What Else Could Your Network Do if You Could Increase Bandwidth?

WAN connection

A fish doesn’t notice that it’s surrounded by water. Water is just a normal part of its environment that is taken for granted.

In the same vein, for a very long time, IT managers have viewed as fact that enterprise WAN bandwidth is very scarce. Despite all the advances in technology, from 100Mbps Ethernet links to every desktop and Gigabit Ethernet desktop connections, network managers live with the reality that a 1.5 Mbps T1 WAN connection shared between anywhere from 5 to 50 people is often times all that is available.

The substantial lack of availability of bandwidth on most WANs has a striking impact on the design of the corporate WAN, and on what types of applications can be effectively run on it.
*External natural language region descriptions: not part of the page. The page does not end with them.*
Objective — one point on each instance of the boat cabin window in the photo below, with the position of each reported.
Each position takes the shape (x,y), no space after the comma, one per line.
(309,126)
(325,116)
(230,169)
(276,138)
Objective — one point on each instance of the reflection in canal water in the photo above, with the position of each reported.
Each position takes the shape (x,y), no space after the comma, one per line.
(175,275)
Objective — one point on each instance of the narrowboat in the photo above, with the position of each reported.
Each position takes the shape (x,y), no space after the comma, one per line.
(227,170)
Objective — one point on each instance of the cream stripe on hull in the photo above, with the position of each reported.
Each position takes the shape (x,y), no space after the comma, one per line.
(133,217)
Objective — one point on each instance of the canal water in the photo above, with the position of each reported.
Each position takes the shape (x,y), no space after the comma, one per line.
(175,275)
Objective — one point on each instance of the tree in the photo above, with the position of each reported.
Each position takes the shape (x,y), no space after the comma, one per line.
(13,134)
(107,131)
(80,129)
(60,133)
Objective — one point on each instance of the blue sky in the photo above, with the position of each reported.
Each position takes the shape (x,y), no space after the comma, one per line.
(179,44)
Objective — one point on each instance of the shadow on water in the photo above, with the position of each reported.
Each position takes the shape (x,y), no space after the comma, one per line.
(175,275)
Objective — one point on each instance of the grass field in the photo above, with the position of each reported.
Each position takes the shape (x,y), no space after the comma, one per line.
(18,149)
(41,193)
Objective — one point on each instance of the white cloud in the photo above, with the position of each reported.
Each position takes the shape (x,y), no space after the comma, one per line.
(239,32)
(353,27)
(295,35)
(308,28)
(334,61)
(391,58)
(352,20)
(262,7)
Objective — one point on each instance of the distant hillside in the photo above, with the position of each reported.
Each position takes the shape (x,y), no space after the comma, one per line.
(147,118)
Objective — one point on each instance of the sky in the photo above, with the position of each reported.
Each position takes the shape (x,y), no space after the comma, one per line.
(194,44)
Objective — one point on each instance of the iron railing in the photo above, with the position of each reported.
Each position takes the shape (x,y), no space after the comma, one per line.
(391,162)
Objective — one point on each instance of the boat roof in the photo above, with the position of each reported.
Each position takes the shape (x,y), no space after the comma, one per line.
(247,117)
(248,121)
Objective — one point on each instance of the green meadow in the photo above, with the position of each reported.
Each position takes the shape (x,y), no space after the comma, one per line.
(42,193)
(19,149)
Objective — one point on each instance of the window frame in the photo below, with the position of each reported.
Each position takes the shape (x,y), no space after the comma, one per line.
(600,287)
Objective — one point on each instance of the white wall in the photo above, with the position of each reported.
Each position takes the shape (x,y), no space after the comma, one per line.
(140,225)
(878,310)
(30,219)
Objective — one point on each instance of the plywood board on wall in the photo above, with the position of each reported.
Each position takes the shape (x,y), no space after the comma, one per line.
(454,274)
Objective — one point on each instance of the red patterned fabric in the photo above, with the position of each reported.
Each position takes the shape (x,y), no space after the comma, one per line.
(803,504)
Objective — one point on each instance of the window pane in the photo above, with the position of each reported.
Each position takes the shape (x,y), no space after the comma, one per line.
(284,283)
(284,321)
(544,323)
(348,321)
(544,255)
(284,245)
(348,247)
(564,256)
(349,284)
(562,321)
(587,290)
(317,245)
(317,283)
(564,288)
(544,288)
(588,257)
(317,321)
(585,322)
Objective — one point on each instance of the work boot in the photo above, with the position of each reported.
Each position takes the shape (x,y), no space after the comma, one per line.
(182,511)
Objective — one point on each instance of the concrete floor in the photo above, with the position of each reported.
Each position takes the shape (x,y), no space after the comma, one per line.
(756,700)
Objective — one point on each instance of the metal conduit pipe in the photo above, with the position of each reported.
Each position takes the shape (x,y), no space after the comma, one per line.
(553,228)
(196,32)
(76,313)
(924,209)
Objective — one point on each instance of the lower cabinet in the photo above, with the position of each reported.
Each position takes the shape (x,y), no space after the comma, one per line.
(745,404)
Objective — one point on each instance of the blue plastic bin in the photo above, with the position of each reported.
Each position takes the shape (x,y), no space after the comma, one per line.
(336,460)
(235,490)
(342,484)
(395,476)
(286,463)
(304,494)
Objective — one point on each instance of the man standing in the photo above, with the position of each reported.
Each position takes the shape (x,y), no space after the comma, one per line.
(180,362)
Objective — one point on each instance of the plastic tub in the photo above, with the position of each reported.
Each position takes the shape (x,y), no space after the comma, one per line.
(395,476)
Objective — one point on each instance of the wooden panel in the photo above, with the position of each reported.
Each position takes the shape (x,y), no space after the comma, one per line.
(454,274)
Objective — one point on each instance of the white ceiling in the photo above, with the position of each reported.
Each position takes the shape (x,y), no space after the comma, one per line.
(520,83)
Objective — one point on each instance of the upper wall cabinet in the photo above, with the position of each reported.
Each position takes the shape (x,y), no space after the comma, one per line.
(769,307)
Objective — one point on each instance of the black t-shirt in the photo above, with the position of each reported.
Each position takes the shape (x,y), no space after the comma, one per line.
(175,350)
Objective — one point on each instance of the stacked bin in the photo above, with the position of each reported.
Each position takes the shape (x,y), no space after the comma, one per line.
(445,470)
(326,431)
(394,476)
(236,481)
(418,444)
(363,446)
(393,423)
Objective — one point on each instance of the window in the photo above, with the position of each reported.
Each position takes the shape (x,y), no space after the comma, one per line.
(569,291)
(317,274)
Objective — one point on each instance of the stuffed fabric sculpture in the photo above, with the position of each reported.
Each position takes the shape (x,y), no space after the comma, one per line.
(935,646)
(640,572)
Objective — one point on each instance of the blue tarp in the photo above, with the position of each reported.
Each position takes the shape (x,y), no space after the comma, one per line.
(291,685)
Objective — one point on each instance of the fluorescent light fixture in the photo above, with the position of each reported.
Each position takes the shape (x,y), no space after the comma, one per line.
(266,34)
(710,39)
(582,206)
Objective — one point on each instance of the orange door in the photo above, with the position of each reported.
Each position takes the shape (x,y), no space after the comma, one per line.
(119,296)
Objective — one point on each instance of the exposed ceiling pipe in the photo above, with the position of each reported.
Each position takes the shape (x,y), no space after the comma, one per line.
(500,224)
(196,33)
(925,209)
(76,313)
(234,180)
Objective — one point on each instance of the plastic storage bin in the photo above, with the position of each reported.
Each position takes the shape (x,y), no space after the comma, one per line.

Compounding the problem is the economic reality of our times, and the fact that spending twice the budget to achieve the same bandwidth is just simply not an option for most companies.

However, there is a new technology available that can achieve 20 to 30 times the existing WAN bandwidth that has been previously enjoyed. The technology is Adaptive Private Networking (APN). While almost all techniques from WAN Optimization vendors like Riverbed and Blue Coat are about conserving bandwidth, APN actually takes the opposite approach, focusing, much as RAID did with “cheap” PC hard disks for storage, on making inexpensive bits business quality.

Rather than discussing how APN works here, I’d rather focus on the possibilities that are now available on an enterprise WAN that were previously unthinkable due to the lack of bandwidth. Videoconferencing is a great example. Because APN uses a high volume of inexpensive Internet bandwidth, it makes it affordable and achievable to run high definition videoconferencing to even your smallest branch offices on a “converged network”. Start thinking about the applications you could run, and the centralization redesigns which would be possible, if only you could increase bandwidth by 20 times on your WAN.